# Bognor Regis: The Coffee Corner



## 7493 (May 29, 2014)

At long last a halfway decent cup of coffee in Bognor!

http://www.tripadvisor.co.uk/Restaurant_Review-g504216-d6874188-Reviews-The_Coffee_Corner-Bognor_Regis_West_Sussex_England.html

New place this summer. Popped in this morning on our way back from town and had a flat white. Proper one, which around here is like rocking horse poo. Very nice people too!


----------



## dwalsh1 (Mar 3, 2010)

I was in there a couple of months ago and ordered 4xflatwhites and was well disappointed. I'm not sure if the barista knew what a flat white was but still I complemented her on the presentation but wouldn't go there again. my Daughter has a picture of the beverage on her phone which I will try and post tomorrow. Good enough for Bognor people (Not to be taken in a nasty way) but they wouldn't cut it in London. Sorry.


----------



## 7493 (May 29, 2014)

I probably agree, wouldn't cut it in London. However, I think they have probably improved since you were there. Give it another try! The barista certainly knew what a flat white was, and I challenged her before ordering. The result was more than acceptable, unlike most others around here. (See my Trip Advisor review of the Swallow Bakery in Chichester)


----------



## spune (Oct 3, 2011)

You live in Bognor, Rob?

I've tried that wee place. It's OK, I personally prefer the coffee and staff in What a Waffle brewing Coffee Real. Still, it's another improved coffee drinking establishment in our little town!


----------



## 7493 (May 29, 2014)

Just to the west in Aldwick. Tried "What a Waffle" yesterday, flat whites again, and found it unremarkable. (My other half agreed, and she's no coffee afficionado) Thought Coffee Corner was much better! As you say, at last some half decent coffee drinking establishments in our little town! Coffee Corner is sourcing its coffee from a Scottish roaster, not sure which.


----------



## spune (Oct 3, 2011)

Just off Victoria drive for me.

I haven't tried flat white to be honest, only espresso and Americanos.

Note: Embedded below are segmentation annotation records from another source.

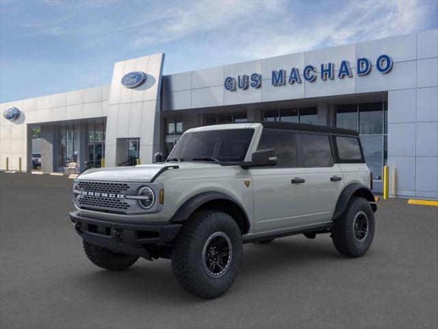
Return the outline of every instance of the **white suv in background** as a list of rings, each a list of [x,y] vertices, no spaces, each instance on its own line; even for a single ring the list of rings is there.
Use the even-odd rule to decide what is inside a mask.
[[[202,127],[159,158],[87,170],[75,181],[70,216],[97,266],[170,258],[184,289],[213,298],[236,278],[244,243],[330,233],[352,257],[371,245],[376,206],[356,132],[281,122]]]

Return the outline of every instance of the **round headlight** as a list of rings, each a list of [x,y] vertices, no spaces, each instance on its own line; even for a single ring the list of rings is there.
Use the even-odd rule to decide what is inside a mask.
[[[150,208],[155,201],[153,191],[148,186],[143,186],[138,190],[138,196],[141,197],[141,199],[138,199],[138,203],[144,209]]]

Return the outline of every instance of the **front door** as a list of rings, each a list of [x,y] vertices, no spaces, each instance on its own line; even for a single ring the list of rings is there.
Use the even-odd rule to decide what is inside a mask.
[[[334,163],[330,136],[300,134],[298,138],[307,175],[309,223],[328,221],[344,186],[341,169]]]
[[[250,169],[254,195],[255,233],[279,233],[307,220],[307,182],[305,168],[298,167],[296,135],[263,130],[258,149],[274,149],[275,167]]]
[[[128,166],[135,166],[137,164],[137,159],[139,158],[140,152],[140,140],[139,138],[133,138],[128,140],[128,154],[127,164]]]

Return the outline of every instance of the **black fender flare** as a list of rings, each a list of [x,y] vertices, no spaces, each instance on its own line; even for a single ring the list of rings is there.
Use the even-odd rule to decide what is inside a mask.
[[[214,200],[225,199],[235,204],[242,212],[244,221],[245,231],[248,232],[250,226],[248,214],[240,202],[235,198],[221,192],[204,192],[192,197],[183,204],[170,219],[172,222],[181,222],[187,220],[189,217],[203,204]],[[243,232],[242,232],[243,233]]]
[[[335,221],[341,217],[345,211],[350,199],[351,199],[351,197],[353,195],[357,195],[366,199],[370,203],[373,211],[375,212],[377,210],[374,195],[372,194],[372,191],[370,188],[361,184],[352,183],[347,185],[344,190],[342,190],[342,192],[341,192],[341,195],[336,204],[335,212],[333,213],[333,221]]]

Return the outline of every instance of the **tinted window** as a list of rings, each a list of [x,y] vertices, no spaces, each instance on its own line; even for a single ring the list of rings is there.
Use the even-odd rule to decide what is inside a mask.
[[[328,136],[301,135],[306,167],[331,167],[333,163]]]
[[[296,167],[295,134],[263,131],[258,149],[274,149],[279,167]]]
[[[351,137],[336,137],[337,154],[341,160],[361,160],[359,140]]]
[[[245,159],[254,134],[253,129],[227,129],[186,133],[179,139],[168,159],[192,161],[193,158],[214,158],[222,162]],[[213,159],[205,159],[213,160]]]
[[[361,134],[383,132],[383,108],[382,103],[359,104],[359,132]]]
[[[300,108],[300,123],[318,124],[318,108]]]
[[[357,131],[357,104],[339,105],[336,110],[336,127]]]

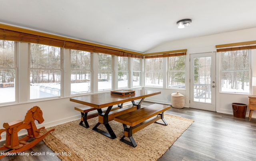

Coffee Corner use Mathew Algie, I popped in one day just to ask!


----------



## 7493 (May 29, 2014)

I will have to try an espresso and see what that's like. You're about half a mile away from us.


----------



## dwalsh1 (Mar 3, 2010)

View attachment 8641
As promised the flat white I was served. It tasted as it looks.


----------



## 7493 (May 29, 2014)

Thanks for that. Very different to the one I had the other day!


----------



## spune (Oct 3, 2011)

Oh my... That's not good!


----------